Singers and songwriters make their leap onto the big screen all too often, and most of them flounder in poorly made movies that everyone has moved on and forgotten about. Madonna, Justin Timberlake, Whitney Houston, the list is quite frankly endless. There are a small handful, though, that have had a great deal of success, and rightly so. Lady Gaga crafted a great leading role in another remake of A Star is Born, and it’s no surprise that her performance hooked me on a question of whether or not there were other great musicians who had also given us great movie performances. My search brought me to Cher’s Academy Award winning performance in 1987’s Moonstruck.
Having not listened to much of Cher’s music (intentionally), believing that she had the ability to perform in the leading role of Moonstruck was rather easy. It follows Loretta Castorini (Cher) as she seeks out the brother of her fiancé, Johnny Cammareri (Danny Aiello), to invite him to their wedding. Bad blood prevents brothers Johnny and Ronny (Nicolas Cage) from speaking to one another, but the love at first sight attraction between Ronny and Loretta is the main focus of this feature film.

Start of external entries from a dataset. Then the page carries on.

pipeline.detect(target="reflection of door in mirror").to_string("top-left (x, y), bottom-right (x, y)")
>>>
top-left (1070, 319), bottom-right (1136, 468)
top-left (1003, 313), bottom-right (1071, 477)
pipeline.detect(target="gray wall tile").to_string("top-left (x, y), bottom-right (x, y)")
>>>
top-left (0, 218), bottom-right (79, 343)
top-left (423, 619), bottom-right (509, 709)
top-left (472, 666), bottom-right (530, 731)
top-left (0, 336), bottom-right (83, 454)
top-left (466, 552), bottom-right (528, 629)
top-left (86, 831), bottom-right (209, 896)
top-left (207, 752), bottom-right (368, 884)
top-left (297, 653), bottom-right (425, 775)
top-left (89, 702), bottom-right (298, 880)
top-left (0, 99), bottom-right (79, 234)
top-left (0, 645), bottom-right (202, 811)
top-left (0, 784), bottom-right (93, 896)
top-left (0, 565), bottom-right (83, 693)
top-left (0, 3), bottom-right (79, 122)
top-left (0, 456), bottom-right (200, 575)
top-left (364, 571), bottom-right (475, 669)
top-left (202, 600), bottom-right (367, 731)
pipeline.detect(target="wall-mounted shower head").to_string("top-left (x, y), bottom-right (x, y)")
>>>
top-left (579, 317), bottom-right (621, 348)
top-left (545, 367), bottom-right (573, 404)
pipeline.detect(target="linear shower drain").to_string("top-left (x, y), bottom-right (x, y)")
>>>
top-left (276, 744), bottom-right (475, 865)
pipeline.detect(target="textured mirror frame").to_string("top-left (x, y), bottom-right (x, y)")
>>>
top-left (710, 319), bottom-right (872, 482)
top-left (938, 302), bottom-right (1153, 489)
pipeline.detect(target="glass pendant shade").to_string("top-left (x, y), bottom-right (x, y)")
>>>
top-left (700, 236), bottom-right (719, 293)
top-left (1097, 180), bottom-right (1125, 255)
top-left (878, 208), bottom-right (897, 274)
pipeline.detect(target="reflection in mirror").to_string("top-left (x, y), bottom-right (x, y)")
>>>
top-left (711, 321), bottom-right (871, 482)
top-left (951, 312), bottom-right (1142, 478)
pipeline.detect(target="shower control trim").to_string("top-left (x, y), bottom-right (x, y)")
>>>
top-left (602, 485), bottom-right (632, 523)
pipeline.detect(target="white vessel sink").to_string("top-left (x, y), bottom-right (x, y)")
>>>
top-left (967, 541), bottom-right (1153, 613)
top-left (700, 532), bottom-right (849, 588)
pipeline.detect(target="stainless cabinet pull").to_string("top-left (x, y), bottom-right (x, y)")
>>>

We’re lucky we have two talented performers at the helm of the movie to make such an intrinsically usual angle work so well. The resentment they first have for one another is well placed, and their interactions thrive on their anger towards common interests. All of this comes together in a believably enjoyable manner that dominates much of the screen. Cage and Cher have a great deal of chemistry with one another, and their performances are truly worthy of the acclaim and interest they received. Cage chews the scenery a little too much at times, but he brings it round with a great performance alongside an undeniably brilliant Cher.
Maybe the charm of this movie comes from its stereotypical 80s feeling. Its lighting and direction scream the iconography of the 80s, and it makes for a very relaxed and enjoyable viewing. We have the typically overbearing parents, the lovers and the rivalries that follow. Each supporting character is nicely fleshed out, not too broad to overtake that of the films main focus, but enjoyable enough to provide slight distractions. We can go a fair few minutes without having to check in on what Cher is up to every other scene, and it breaks up the storylines of the movie very nicely.
Moonstruck isn’t a movie I thought would be for me, what with its flamboyantly basic premise and a storyline that suffers from its simplicity. Luckily though, a great script and a superbly talented cast of actors and greats are on hand to lend themselves to a film that shouldn’t work. It does though, and it works mightily well. Deserving of its acclaim entirely, Moonstruck holds up after all those many years of being left in the dust for the next generation of musicians turned mainstream film stars.